Being ordered back to his duties came as a shock. Martin looked around, experiencing the world exactly as usual—that is to say, a place he could see and hear and touch and smell but which he wasn’t really part of. The creatures on the land and in the sea were no longer kindred spirits. They were beings you could point at, admire, or even marvel at, but you were always looking at them, not living with them or through them.

Your kind will use the land and its creatures, but never be a part of it, the woman predicted.

Twisting round, Martin looked toward the point where she had stood, watching the Reindeer sailing into Horseshoe Bay. She was gone, and he wondered: had she ever really existed? Or if the whole episode had been an hallucination?

Did it matter, even if the revelation had been a mirage—a contortion of mind?

What am I to think and do now? Martin wondered.

A fluster of wings and the tingling grip of claws at his shoulder startled him out of these confused ruminations.
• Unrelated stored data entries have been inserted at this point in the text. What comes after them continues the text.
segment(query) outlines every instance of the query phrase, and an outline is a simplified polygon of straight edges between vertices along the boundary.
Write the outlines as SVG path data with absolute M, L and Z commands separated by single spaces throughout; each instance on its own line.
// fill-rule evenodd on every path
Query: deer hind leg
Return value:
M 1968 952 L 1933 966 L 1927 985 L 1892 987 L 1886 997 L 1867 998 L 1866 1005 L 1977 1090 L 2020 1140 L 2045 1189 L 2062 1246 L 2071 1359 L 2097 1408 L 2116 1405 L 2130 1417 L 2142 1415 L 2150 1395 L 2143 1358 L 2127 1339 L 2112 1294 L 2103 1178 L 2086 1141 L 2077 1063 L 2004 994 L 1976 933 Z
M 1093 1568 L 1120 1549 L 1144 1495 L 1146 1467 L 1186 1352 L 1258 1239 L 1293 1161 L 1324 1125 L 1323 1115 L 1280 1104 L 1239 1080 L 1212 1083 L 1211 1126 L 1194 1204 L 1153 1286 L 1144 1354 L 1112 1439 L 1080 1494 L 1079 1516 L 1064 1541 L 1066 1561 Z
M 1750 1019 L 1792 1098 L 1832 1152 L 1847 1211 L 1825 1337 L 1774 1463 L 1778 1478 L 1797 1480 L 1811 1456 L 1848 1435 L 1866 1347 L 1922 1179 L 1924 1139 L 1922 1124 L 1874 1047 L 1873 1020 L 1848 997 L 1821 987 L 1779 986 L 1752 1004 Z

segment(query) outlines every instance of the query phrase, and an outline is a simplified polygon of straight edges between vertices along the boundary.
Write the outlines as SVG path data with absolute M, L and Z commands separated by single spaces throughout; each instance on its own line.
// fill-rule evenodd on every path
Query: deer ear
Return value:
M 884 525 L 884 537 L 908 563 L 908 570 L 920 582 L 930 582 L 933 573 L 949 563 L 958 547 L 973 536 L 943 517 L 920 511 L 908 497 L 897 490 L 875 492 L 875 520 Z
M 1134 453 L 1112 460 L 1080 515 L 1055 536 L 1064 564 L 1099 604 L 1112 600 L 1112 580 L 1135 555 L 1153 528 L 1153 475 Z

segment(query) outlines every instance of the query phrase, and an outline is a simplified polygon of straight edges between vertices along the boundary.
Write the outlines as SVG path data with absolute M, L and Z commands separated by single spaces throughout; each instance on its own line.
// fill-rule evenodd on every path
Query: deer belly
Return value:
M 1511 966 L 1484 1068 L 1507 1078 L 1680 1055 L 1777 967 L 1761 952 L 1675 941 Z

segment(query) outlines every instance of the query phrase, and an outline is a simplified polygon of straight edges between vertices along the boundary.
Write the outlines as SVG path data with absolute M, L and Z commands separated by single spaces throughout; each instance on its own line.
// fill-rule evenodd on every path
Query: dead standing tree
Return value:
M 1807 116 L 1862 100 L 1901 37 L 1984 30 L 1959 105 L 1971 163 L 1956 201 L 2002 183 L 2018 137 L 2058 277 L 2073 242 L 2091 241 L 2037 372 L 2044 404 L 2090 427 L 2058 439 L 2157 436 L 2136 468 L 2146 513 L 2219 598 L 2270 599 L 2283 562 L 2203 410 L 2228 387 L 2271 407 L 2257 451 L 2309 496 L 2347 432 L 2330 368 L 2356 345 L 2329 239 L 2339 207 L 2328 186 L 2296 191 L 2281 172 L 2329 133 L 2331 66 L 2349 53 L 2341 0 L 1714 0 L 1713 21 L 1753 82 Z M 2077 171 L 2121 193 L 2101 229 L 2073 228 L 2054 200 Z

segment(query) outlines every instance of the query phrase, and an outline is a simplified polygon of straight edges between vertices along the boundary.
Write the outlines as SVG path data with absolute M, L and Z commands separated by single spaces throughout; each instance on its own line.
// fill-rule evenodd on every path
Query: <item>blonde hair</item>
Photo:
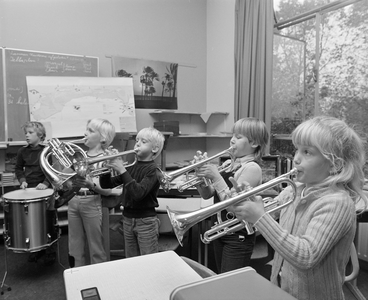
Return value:
M 367 203 L 362 191 L 364 143 L 354 129 L 334 117 L 318 116 L 300 124 L 291 137 L 294 146 L 316 147 L 332 164 L 330 176 L 319 187 L 343 185 L 354 202 L 361 197 Z
M 144 136 L 154 147 L 158 148 L 158 151 L 152 157 L 153 159 L 160 155 L 165 143 L 165 137 L 160 131 L 153 127 L 146 127 L 138 132 L 137 137 L 139 136 Z
M 106 149 L 110 146 L 115 138 L 115 127 L 110 121 L 105 119 L 94 118 L 87 121 L 87 126 L 91 126 L 93 129 L 99 132 L 104 142 L 101 143 L 101 147 Z
M 233 125 L 232 132 L 244 135 L 250 143 L 253 142 L 258 145 L 254 152 L 255 159 L 259 160 L 262 158 L 269 138 L 266 124 L 263 121 L 256 118 L 239 119 Z
M 22 126 L 24 133 L 26 133 L 27 128 L 33 128 L 34 131 L 37 133 L 37 136 L 43 142 L 46 138 L 46 129 L 40 122 L 27 122 Z

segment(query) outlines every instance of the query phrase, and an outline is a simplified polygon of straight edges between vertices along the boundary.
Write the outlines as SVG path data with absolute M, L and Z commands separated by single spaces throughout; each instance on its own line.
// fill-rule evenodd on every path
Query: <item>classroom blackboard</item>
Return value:
M 98 57 L 5 48 L 5 139 L 24 141 L 22 125 L 29 121 L 26 76 L 98 76 Z
M 4 98 L 3 76 L 3 49 L 0 49 L 0 99 Z M 5 141 L 5 101 L 0 101 L 0 141 Z

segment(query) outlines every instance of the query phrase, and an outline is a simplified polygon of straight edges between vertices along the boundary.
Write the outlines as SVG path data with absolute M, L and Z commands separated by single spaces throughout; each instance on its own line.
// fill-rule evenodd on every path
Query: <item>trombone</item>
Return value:
M 211 157 L 208 157 L 206 159 L 203 159 L 195 164 L 192 164 L 192 165 L 189 165 L 187 167 L 184 167 L 184 168 L 181 168 L 179 170 L 176 170 L 176 171 L 172 171 L 170 173 L 165 173 L 163 171 L 161 171 L 162 173 L 162 178 L 160 180 L 160 185 L 162 187 L 162 189 L 168 193 L 169 190 L 170 190 L 170 182 L 173 181 L 175 178 L 179 177 L 180 175 L 183 175 L 183 174 L 186 174 L 190 171 L 193 171 L 201 166 L 203 166 L 204 164 L 206 164 L 207 162 L 215 159 L 215 158 L 218 158 L 220 156 L 223 156 L 223 155 L 230 155 L 230 158 L 232 160 L 232 163 L 230 166 L 226 166 L 226 168 L 231 168 L 231 166 L 233 165 L 233 161 L 234 161 L 234 155 L 233 155 L 233 147 L 230 147 L 220 153 L 217 153 L 216 155 L 214 156 L 211 156 Z M 219 167 L 219 171 L 220 172 L 223 172 L 224 171 L 224 168 L 221 169 L 221 166 Z M 182 192 L 184 189 L 192 186 L 192 185 L 196 185 L 196 184 L 199 184 L 203 182 L 203 179 L 199 179 L 198 177 L 195 177 L 192 179 L 191 182 L 189 182 L 189 184 L 184 184 L 183 186 L 179 186 L 178 187 L 178 190 L 179 192 Z
M 207 219 L 208 217 L 214 215 L 215 213 L 221 213 L 222 210 L 226 209 L 227 207 L 245 201 L 247 198 L 255 196 L 262 191 L 268 190 L 274 186 L 277 186 L 281 183 L 288 183 L 293 189 L 294 197 L 289 201 L 277 205 L 277 201 L 269 201 L 265 203 L 265 210 L 267 213 L 274 213 L 284 207 L 290 205 L 296 198 L 296 185 L 290 177 L 292 175 L 296 175 L 297 169 L 294 168 L 290 172 L 285 173 L 275 179 L 272 179 L 264 184 L 261 184 L 250 191 L 241 192 L 238 195 L 229 198 L 227 200 L 221 201 L 219 203 L 215 203 L 211 206 L 189 212 L 184 214 L 179 214 L 171 210 L 168 206 L 166 207 L 167 214 L 170 218 L 171 225 L 174 229 L 174 233 L 176 238 L 178 239 L 181 246 L 183 246 L 183 237 L 184 234 L 195 224 Z M 206 231 L 203 236 L 201 236 L 201 240 L 203 243 L 208 244 L 211 241 L 220 238 L 226 234 L 230 234 L 236 232 L 240 229 L 250 227 L 247 222 L 239 221 L 238 219 L 234 218 L 231 220 L 227 220 L 222 222 L 219 220 L 219 224 L 213 226 L 210 230 Z M 247 229 L 248 230 L 248 229 Z

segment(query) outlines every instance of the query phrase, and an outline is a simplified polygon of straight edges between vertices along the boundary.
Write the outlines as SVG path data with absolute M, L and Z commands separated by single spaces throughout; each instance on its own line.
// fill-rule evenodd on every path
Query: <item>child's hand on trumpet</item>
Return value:
M 118 153 L 119 153 L 119 151 L 117 149 L 113 148 L 112 146 L 109 146 L 104 151 L 104 155 L 113 155 L 113 154 L 118 154 Z
M 108 155 L 115 155 L 118 153 L 119 151 L 117 149 L 114 149 L 112 146 L 110 146 L 105 150 L 104 155 L 108 156 Z M 120 156 L 115 157 L 113 159 L 106 160 L 104 163 L 104 166 L 106 168 L 111 168 L 114 171 L 116 171 L 118 174 L 123 174 L 126 172 L 125 165 L 126 163 L 123 161 L 123 159 Z
M 196 152 L 196 155 L 194 155 L 194 159 L 191 161 L 191 163 L 195 164 L 195 163 L 200 162 L 201 160 L 204 160 L 206 158 L 208 158 L 207 157 L 207 152 L 202 153 L 202 151 L 198 150 Z
M 89 178 L 89 176 L 83 177 L 77 174 L 71 179 L 71 181 L 72 181 L 72 188 L 91 189 L 94 186 L 94 183 L 92 179 Z
M 234 197 L 240 193 L 247 192 L 252 189 L 247 182 L 238 184 L 232 177 L 230 177 L 229 180 L 233 184 L 233 187 L 230 190 L 230 197 Z M 244 201 L 229 206 L 227 211 L 233 212 L 238 220 L 244 220 L 252 224 L 256 223 L 258 219 L 265 213 L 261 196 L 251 196 Z
M 198 177 L 205 177 L 207 179 L 210 179 L 212 182 L 215 182 L 216 180 L 221 179 L 221 174 L 218 171 L 218 167 L 214 164 L 204 164 L 200 166 L 196 170 L 196 175 Z
M 202 153 L 201 151 L 197 151 L 191 163 L 196 164 L 207 158 L 207 152 Z M 199 166 L 195 169 L 195 173 L 197 177 L 204 178 L 204 182 L 206 182 L 206 185 L 209 185 L 211 181 L 213 182 L 221 177 L 218 168 L 214 164 L 210 163 L 205 163 Z M 206 181 L 207 179 L 210 179 L 211 181 Z

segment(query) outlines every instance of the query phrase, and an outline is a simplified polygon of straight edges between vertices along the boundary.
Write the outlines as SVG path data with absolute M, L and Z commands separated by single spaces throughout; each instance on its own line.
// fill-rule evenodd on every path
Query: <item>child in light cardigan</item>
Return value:
M 324 116 L 300 124 L 292 141 L 296 198 L 280 210 L 279 223 L 265 212 L 260 197 L 230 210 L 253 223 L 275 249 L 273 283 L 298 300 L 341 300 L 356 230 L 355 204 L 367 203 L 363 142 L 345 122 Z M 290 197 L 288 187 L 279 203 Z

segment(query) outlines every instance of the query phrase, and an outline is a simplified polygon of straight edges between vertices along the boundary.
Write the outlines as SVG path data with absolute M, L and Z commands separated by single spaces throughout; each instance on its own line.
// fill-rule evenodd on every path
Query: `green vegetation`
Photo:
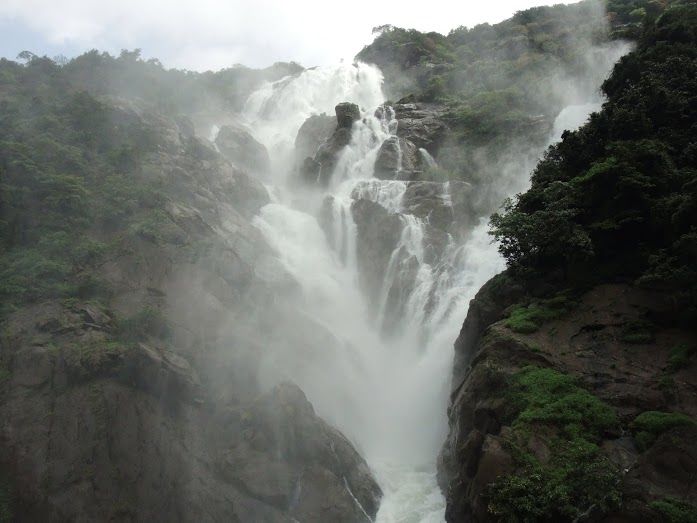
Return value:
M 196 161 L 183 113 L 237 107 L 264 80 L 300 70 L 189 73 L 137 51 L 21 59 L 0 59 L 0 319 L 46 299 L 108 298 L 100 266 L 124 246 L 186 243 L 165 210 L 176 188 L 158 163 L 161 116 L 148 111 L 182 122 Z
M 653 501 L 649 506 L 660 512 L 668 523 L 697 523 L 697 507 L 674 498 Z
M 514 376 L 510 399 L 518 412 L 514 427 L 548 424 L 569 438 L 591 442 L 617 428 L 609 406 L 579 387 L 572 376 L 552 369 L 521 370 Z
M 689 324 L 697 319 L 697 4 L 673 5 L 647 24 L 603 84 L 603 111 L 548 150 L 530 190 L 492 217 L 492 234 L 518 277 L 636 281 L 672 292 L 675 319 Z
M 664 432 L 676 427 L 695 426 L 697 426 L 697 421 L 679 412 L 642 412 L 632 422 L 634 437 L 642 450 L 653 445 Z
M 571 303 L 563 295 L 528 306 L 521 305 L 511 311 L 506 326 L 513 332 L 531 334 L 545 322 L 562 317 L 570 307 Z
M 514 414 L 507 443 L 518 470 L 491 486 L 490 512 L 505 521 L 573 521 L 591 505 L 616 507 L 618 472 L 597 445 L 618 427 L 614 411 L 552 369 L 522 369 L 508 395 Z M 532 434 L 545 438 L 548 460 L 529 449 Z
M 632 321 L 622 327 L 620 339 L 625 343 L 651 343 L 654 340 L 654 326 L 647 321 Z
M 697 346 L 681 343 L 670 349 L 668 356 L 668 372 L 677 372 L 690 364 L 690 360 L 697 354 Z
M 14 521 L 12 503 L 14 493 L 10 482 L 0 476 L 0 523 L 11 523 Z

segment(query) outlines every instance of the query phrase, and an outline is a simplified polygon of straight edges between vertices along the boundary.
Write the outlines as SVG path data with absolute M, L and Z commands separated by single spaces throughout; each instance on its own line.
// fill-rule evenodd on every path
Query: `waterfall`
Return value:
M 442 522 L 435 462 L 447 430 L 452 346 L 467 304 L 504 263 L 486 217 L 457 238 L 447 235 L 440 254 L 427 256 L 428 220 L 403 206 L 410 182 L 374 177 L 380 146 L 397 131 L 394 111 L 380 105 L 381 83 L 374 66 L 342 64 L 268 83 L 246 103 L 242 116 L 273 166 L 273 203 L 254 224 L 300 285 L 297 308 L 313 325 L 307 335 L 323 343 L 311 356 L 292 340 L 270 348 L 262 377 L 298 383 L 318 413 L 354 442 L 384 490 L 378 521 Z M 357 103 L 361 118 L 329 187 L 308 195 L 286 183 L 297 131 L 310 115 L 332 114 L 343 101 Z M 421 155 L 425 165 L 435 165 L 425 150 Z M 519 176 L 527 179 L 527 166 Z M 452 207 L 449 183 L 441 198 Z M 382 206 L 402 226 L 374 309 L 359 285 L 351 210 L 358 199 Z M 318 202 L 331 217 L 330 238 L 318 222 Z M 388 312 L 396 322 L 390 335 L 383 332 Z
He yelped, and turned to face whatever it was that attacked him, and there, inches from his nose, perched a dazzlingly white creature, a bird…

A raven! 

His companion stared right back at him, inquisitively through the two impenetrable black beads of its eyes. Martin laughed, and it seemed to him White Raven had always belonged there, next to his right ear. “I’m sure you will advise me when needs-be,” he said.

White Raven clacked.

Because no one on deck said anything about it when he clambered down, Martin didn’t doubt the spirit bird was only visible to him.

That doesn’t make you any less real, he assured. White Raven let his comment pass without acknowledgment, as if he had said something too obvious to be worth noting. “You will understand, though, that I won’t always be able to pay you the attention you deserve or respond to your presence as you might expect.”

White Raven made the kind of gargling sound only a raven can produce by way of answer, which Martin took to be an affirmative.

“Who’s that on your shoulder?” Seaman Foster said as Martin passed him by, still mending sail.

“What?” Martin recoiled, alarmed.

“Looks to me like you’re talking to someone, Cuthbert. Thought you might want to introduce me so I can get an idea just what kind of madness you’re courting.”

“No one,” Martin flustered. “Just talking to myself, that’s all.”

“Ah,” Foster teased. “You know, of course, that when a madman starts talking to hisself, he’s twice as mad as he was before.”

He laughed at his own joke, and Martin smiled politely, then carried on, returning the captain’s glass to its rightful owner. 

“Thank you,” Captain Kennedy commended. “That was the best report of nothing-in-particular I’ve received in a long while. I do hope everyone’s watch in the crow’s nest is equally as uneventful in future!”

Then he passed the order on to his First Lieutenant and the signal was given to furl sails and prepare to drop anchor.